Sicilia
Hacemos un viaje corto, pero intenso, a Sicilia, destino siempre apetecible. Desde el aeropuerto pasamos una zona despoblada, salvo las casas en la playa, antes de llegar a Palermo, muy extendido. Atravesamos una zona comercial, de buena presencia, antes de llegar a la zona vieja, con aspecto sucio a la primera impresión. El autobús nos deja en la Piazza Giulio Cesare, en un extremo del casco antiguo y buscamos nuestro Bed&Breakfast, una muy buena solución ante los excesivos precios de los hoteles.
Interesa visitar la zona antigua, el casco histórico, lo que estuvo amurallado. Está dividido en cuatro, a la manera de un campamento o ciudad romana, por el corte de dos vías principales perpendiculares, el Corso Vitt. Emanuele y la Vía Maqueda, que se cruzan en los magníficos Quattro Canti.
Para sumergirse directamente en lo que es el Palermo antiguo nada mejor que visitar el mercado Ballaró, cerca de la estación, al sur de Vía Maqueda. Inmediatamente nos asaltan los olores y la podredumbre de la vida humana. La impresión que causa es la misma que si se ve Marraquech, no se imagina uno que está en la Unión Europea. La mezcolanza de los puestos de todo tipo, curiosos, deja paso a los de verduras y frutas y a los de carne o pescado, atún rojo principalmente, que están al aire, no en cámaras frigoríficas. Además del gentío pasan las ruidosas motocicletas que dejan una contaminación excesiva, sonora y del aire. Para hacerse oír, los vendedores gritan su mercancía con una voz que tiene más decibelios que el sonido de las motocicletas. Las calles, en el escalafón más bajo del deterioro, son un hervidero, un infierno de ruidos, un espectáculo para los sentidos, un alboroto de colores, una bacanal para los sentidos. Nos gusta, pero decidimos no comer por aquí.
De la ruta turística, artística, que está en cualquier guía, cabe destacar la Chiesa di San Cataldo, cerca de Quattro Canti, y la Chiesa di San Giovanni, al Sur, cerca de la Porta Nuova.
En el interior de los cuatro cuartos hay un dédalo de callejuelas infames, que confirman la impresión de suciedad que tuvimos a nuestra llegada pero que no ocultan la pasada grandeza de la población, visible en multitud de monumentos de todo tipo en avanzado estado de degradación. Al Norte está el puerto, más cuidado; pero cerca, todos los jardines abandonados. Aquí también se notan los recortes. En el segundo día, corto viaje a Monreale para visitar su magnífico monasterio, con gran claustro e iglesia, que recorremos detenidamente mientras unos estudiantes de arte calcan relieves por frotación.

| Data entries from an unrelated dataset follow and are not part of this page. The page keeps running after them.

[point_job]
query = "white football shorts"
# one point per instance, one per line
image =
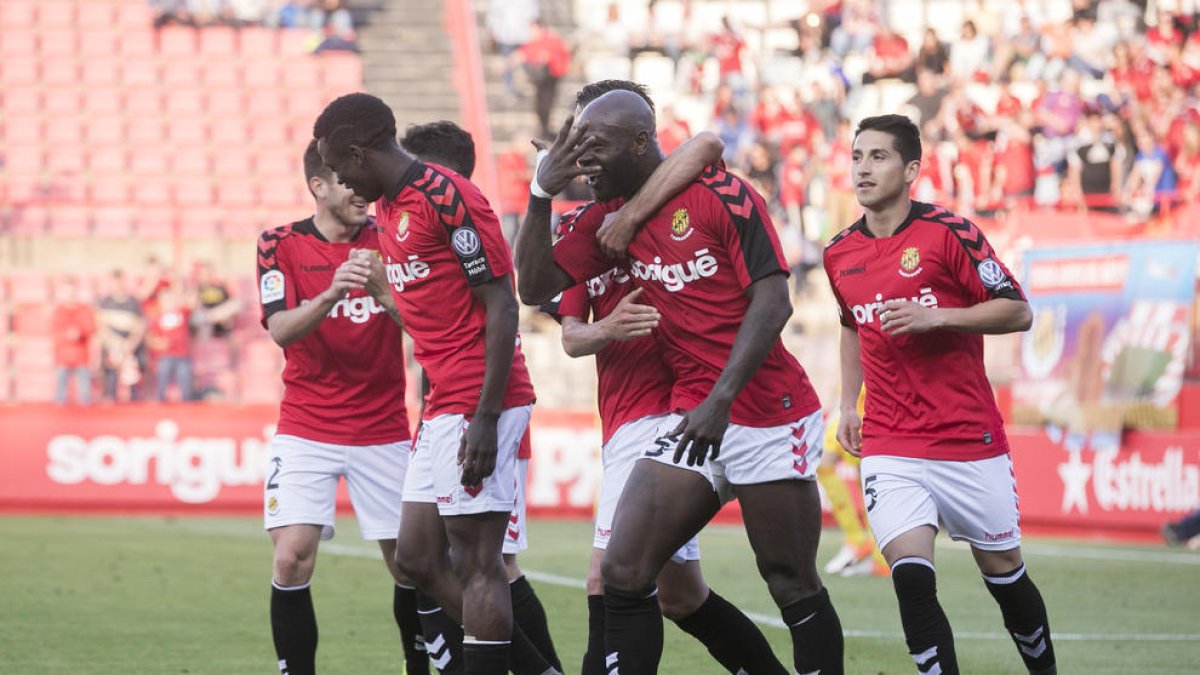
(436, 477)
(750, 454)
(619, 455)
(301, 484)
(975, 500)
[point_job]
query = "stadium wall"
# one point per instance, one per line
(201, 459)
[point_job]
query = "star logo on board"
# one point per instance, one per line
(1074, 475)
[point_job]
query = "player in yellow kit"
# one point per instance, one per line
(859, 555)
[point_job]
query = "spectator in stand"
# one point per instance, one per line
(169, 342)
(1152, 181)
(546, 58)
(1093, 173)
(508, 25)
(969, 54)
(889, 58)
(933, 57)
(121, 330)
(73, 324)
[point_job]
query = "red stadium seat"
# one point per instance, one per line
(58, 42)
(106, 159)
(108, 189)
(61, 100)
(18, 15)
(178, 42)
(101, 73)
(341, 71)
(137, 43)
(185, 102)
(219, 41)
(15, 70)
(154, 222)
(114, 221)
(257, 42)
(226, 106)
(102, 100)
(34, 386)
(70, 220)
(60, 71)
(18, 43)
(22, 100)
(220, 73)
(55, 13)
(97, 43)
(23, 159)
(143, 103)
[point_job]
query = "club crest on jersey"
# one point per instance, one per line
(910, 262)
(681, 225)
(402, 227)
(465, 242)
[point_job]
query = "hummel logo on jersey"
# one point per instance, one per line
(870, 311)
(401, 274)
(675, 276)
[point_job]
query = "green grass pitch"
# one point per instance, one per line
(130, 596)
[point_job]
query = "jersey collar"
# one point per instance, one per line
(916, 210)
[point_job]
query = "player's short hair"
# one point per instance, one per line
(905, 135)
(357, 119)
(313, 166)
(442, 143)
(597, 89)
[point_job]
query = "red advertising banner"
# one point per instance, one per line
(1098, 484)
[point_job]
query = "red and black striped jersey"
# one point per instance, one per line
(441, 238)
(345, 381)
(927, 394)
(696, 257)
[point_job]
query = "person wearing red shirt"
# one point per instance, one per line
(171, 344)
(449, 269)
(916, 288)
(447, 144)
(744, 420)
(547, 59)
(323, 299)
(73, 324)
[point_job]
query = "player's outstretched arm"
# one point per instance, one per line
(288, 326)
(850, 425)
(703, 426)
(990, 317)
(539, 278)
(628, 321)
(477, 454)
(669, 179)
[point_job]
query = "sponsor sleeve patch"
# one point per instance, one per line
(270, 287)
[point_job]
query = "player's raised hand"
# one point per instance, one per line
(562, 161)
(850, 431)
(478, 448)
(701, 431)
(899, 317)
(351, 275)
(630, 318)
(615, 234)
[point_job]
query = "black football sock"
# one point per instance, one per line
(633, 632)
(593, 658)
(443, 637)
(485, 658)
(294, 628)
(403, 608)
(925, 628)
(817, 644)
(531, 616)
(1025, 617)
(733, 640)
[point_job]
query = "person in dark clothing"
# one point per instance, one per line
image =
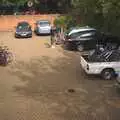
(53, 32)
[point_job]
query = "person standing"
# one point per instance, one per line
(53, 32)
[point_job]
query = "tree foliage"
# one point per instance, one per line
(103, 14)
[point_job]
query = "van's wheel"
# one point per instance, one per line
(108, 74)
(80, 48)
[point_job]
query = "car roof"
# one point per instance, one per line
(80, 30)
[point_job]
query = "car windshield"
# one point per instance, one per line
(23, 26)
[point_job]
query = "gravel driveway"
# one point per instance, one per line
(48, 84)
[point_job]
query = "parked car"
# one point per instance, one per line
(88, 38)
(73, 30)
(42, 27)
(23, 30)
(106, 64)
(84, 39)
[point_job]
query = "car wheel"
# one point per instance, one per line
(108, 74)
(80, 48)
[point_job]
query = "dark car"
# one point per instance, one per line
(86, 40)
(23, 30)
(81, 40)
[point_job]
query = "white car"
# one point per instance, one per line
(108, 66)
(42, 27)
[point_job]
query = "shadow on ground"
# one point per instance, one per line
(61, 82)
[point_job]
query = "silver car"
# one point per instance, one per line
(42, 27)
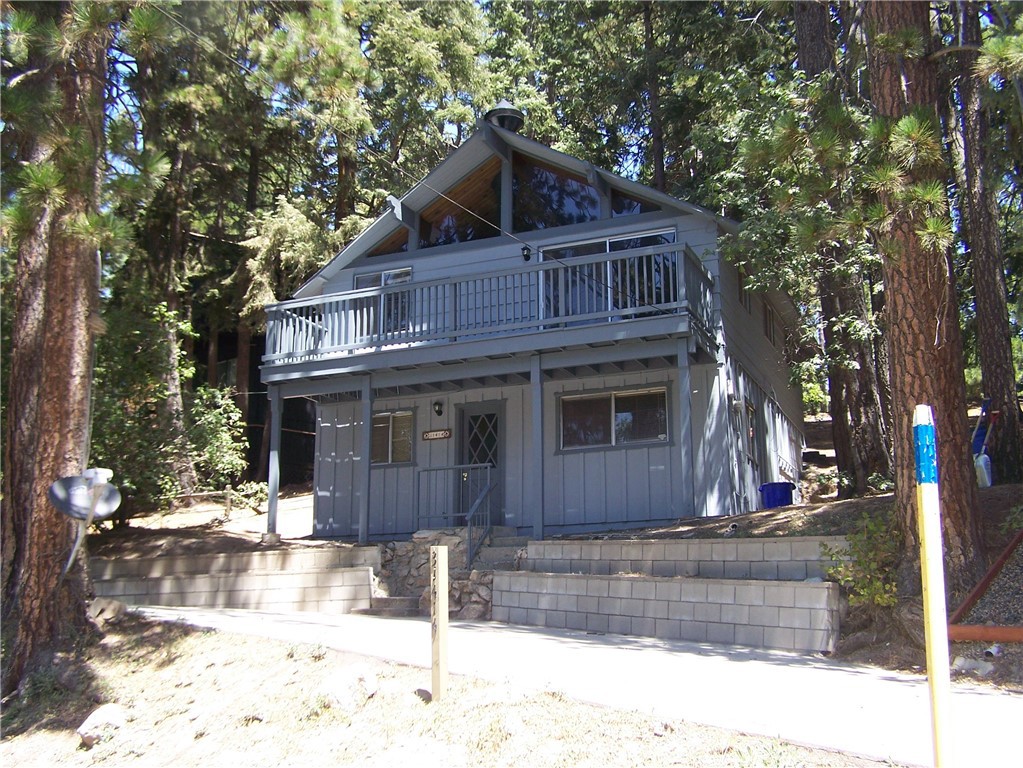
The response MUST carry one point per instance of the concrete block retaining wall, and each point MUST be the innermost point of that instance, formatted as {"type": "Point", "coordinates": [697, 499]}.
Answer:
{"type": "Point", "coordinates": [792, 616]}
{"type": "Point", "coordinates": [784, 558]}
{"type": "Point", "coordinates": [335, 581]}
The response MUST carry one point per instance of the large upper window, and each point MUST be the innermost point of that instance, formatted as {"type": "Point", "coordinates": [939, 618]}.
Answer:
{"type": "Point", "coordinates": [392, 438]}
{"type": "Point", "coordinates": [614, 418]}
{"type": "Point", "coordinates": [632, 284]}
{"type": "Point", "coordinates": [546, 196]}
{"type": "Point", "coordinates": [389, 313]}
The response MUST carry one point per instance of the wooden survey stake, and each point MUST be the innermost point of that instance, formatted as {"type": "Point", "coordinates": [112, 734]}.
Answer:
{"type": "Point", "coordinates": [438, 623]}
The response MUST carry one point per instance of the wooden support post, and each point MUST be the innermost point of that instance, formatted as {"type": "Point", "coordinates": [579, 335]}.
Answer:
{"type": "Point", "coordinates": [273, 468]}
{"type": "Point", "coordinates": [536, 390]}
{"type": "Point", "coordinates": [931, 559]}
{"type": "Point", "coordinates": [439, 619]}
{"type": "Point", "coordinates": [365, 450]}
{"type": "Point", "coordinates": [684, 421]}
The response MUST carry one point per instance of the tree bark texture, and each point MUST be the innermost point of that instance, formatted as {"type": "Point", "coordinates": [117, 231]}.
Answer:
{"type": "Point", "coordinates": [47, 430]}
{"type": "Point", "coordinates": [990, 297]}
{"type": "Point", "coordinates": [854, 400]}
{"type": "Point", "coordinates": [923, 325]}
{"type": "Point", "coordinates": [654, 91]}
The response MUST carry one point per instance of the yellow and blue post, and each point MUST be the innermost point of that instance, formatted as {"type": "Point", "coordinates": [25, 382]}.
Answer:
{"type": "Point", "coordinates": [933, 576]}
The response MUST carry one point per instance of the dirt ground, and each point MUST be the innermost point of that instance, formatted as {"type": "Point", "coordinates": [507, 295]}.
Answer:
{"type": "Point", "coordinates": [197, 698]}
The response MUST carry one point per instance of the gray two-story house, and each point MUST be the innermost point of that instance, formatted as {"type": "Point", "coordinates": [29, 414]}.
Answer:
{"type": "Point", "coordinates": [528, 340]}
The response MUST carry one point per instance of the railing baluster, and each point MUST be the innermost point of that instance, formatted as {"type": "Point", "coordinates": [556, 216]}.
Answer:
{"type": "Point", "coordinates": [581, 289]}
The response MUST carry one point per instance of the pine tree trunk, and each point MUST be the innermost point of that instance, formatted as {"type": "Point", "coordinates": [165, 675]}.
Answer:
{"type": "Point", "coordinates": [55, 305]}
{"type": "Point", "coordinates": [654, 92]}
{"type": "Point", "coordinates": [858, 431]}
{"type": "Point", "coordinates": [990, 298]}
{"type": "Point", "coordinates": [923, 324]}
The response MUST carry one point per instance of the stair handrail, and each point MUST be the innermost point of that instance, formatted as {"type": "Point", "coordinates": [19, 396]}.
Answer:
{"type": "Point", "coordinates": [475, 544]}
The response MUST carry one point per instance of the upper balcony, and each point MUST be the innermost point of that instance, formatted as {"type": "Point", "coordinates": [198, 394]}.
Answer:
{"type": "Point", "coordinates": [654, 290]}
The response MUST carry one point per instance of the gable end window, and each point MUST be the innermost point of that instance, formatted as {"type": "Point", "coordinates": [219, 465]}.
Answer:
{"type": "Point", "coordinates": [391, 441]}
{"type": "Point", "coordinates": [614, 418]}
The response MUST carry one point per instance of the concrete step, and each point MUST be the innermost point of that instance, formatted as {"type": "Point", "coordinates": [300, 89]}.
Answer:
{"type": "Point", "coordinates": [497, 557]}
{"type": "Point", "coordinates": [400, 606]}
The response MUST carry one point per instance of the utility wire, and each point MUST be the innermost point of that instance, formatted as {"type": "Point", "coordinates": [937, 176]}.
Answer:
{"type": "Point", "coordinates": [392, 163]}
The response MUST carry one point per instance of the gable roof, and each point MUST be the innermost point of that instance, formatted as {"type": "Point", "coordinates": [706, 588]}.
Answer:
{"type": "Point", "coordinates": [489, 141]}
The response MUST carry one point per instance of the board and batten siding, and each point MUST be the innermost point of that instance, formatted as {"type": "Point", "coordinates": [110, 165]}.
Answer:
{"type": "Point", "coordinates": [393, 488]}
{"type": "Point", "coordinates": [590, 488]}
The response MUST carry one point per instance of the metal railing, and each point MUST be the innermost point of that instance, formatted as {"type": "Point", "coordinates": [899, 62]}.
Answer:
{"type": "Point", "coordinates": [456, 496]}
{"type": "Point", "coordinates": [602, 287]}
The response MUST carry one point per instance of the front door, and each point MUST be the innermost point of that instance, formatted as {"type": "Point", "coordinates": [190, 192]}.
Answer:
{"type": "Point", "coordinates": [481, 443]}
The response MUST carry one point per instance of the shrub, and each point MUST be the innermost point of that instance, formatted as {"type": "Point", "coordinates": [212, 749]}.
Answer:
{"type": "Point", "coordinates": [866, 566]}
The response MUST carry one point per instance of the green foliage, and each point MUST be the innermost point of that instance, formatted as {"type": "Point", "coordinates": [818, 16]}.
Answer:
{"type": "Point", "coordinates": [250, 494]}
{"type": "Point", "coordinates": [1014, 521]}
{"type": "Point", "coordinates": [129, 434]}
{"type": "Point", "coordinates": [814, 398]}
{"type": "Point", "coordinates": [866, 566]}
{"type": "Point", "coordinates": [132, 435]}
{"type": "Point", "coordinates": [216, 438]}
{"type": "Point", "coordinates": [287, 244]}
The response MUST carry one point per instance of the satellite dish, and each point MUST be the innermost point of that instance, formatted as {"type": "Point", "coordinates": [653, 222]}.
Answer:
{"type": "Point", "coordinates": [73, 496]}
{"type": "Point", "coordinates": [86, 503]}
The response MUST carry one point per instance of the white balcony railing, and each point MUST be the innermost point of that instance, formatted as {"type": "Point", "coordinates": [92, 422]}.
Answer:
{"type": "Point", "coordinates": [598, 288]}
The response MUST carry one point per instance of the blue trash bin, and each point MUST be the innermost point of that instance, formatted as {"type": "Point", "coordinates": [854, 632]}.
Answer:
{"type": "Point", "coordinates": [776, 494]}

La segunda parte del viaje es la visita a Agrigento, adonde vamos en tren, para ver el Valle de los Templos. La ciudad, que se articula alrededor de una larga calle principal y cuyas casas trepan la pendiente del monte, no es muy importante, pero es famosa por uno de sus personajes, Luigi Pirandello. Vemos la casa donde murió y estamos alojados en una casa donde tuvo alquiladas habitaciones, Villa Pirandello. Por la tarde, el amable hostelero, Michele, nos acompaña, por un muy módico precio, junto con su mujer, Donatella, y su amigo Pippo y señora, a dar un paseo por los alrededores. Vemos una villa romana, una mina de sal en explotación y sin visita turística, y la famosa playa Scala dei Turchi, de arcilla blanca. A la vuelta tienen la deferencia de pasarnos por la casa donde nació Pirandello. Quedamos muy agradecidos a Michele y Pippo y los recomendamos encarecidamente a los que viajen a esa ciudad. Después de la cena, en un mirador, nos volvemos hacia la noche y sus estrellas y vemos a lo lejos, abajo, los templos iluminados.
A la mañana siguiente visitamos el Valle de los Templos. Por todas partes hay pruebas de la larga historia de este valle. Nos hundimos en el abismo de los siglos. Las columnas del Templo de la Concordia, uno de los mejor conservados del mundo griego, se recortan contra el sol de la mañana. Vemos los templos de Juno (Hera) y de Júpiter Olímpico (Zeus) mientras olemos el moho de los siglos. Los monumentos son fotografiados maquinalmente por los turistas. Aunque se dice que el arte es una tentativa para integrar el mal, la mala conciencia, nos ha gustado y sentimos no poder continuar la visita acudiendo al Museo Arqueológico.
Volvemos en tren a Palermo para pasar el día viendo el Ponte dell´Ammiraglio , el jardín Villa Giulia, el puerto con los restos del Castello a Mare y, por la tarde, tomar el vuelo de vuelta a Madrid. Sicilia nos ha dejado un buen sabor de boca.